La procédure qui permet d’aboutir à la délégalisation d’un texte de loi est strictement encadrée. Voir ici.  Il appartient au Premier ministre, seul habilité à saisir le Conseil constitutionnel, d’apprécier l’opportunité de cette saisine, qui suppose que le Gouvernement a l’intention de modifier le texte après déclassement. Lorsqu’un ministère envisage un déclassement, il constitue un dossier qui comprend notamment le nouveau texte que le Gouvernement se propose de prendre après le déclassement des dispositions en cause.
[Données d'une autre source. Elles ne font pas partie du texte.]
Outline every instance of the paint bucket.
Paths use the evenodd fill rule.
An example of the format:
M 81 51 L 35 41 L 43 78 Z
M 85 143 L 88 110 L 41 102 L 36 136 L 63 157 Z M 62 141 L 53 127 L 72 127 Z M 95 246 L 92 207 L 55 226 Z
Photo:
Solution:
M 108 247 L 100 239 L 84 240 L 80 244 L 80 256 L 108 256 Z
Le Conseil constitutionnel attache du prix à ce que ce projet soit joint à la demande de saisine ; une note détaillée expliquant l’objectif recherché doit être jointe.

Une fois rendue la décision du Conseil constitutionnel sur le déclassement, le ministère intéressé saisit le secrétariat général du Gouvernement du projet de décret modifiant le texte déclassé, en vue de la saisine du Conseil d’État. Ces décrets peuvent :

  • soit abroger les dispositions de forme législative pour les remplacer par des dispositions réglementaires,
  • soit modifier directement les dispositions de forme législative par les nouvelles dispositions réglementaires.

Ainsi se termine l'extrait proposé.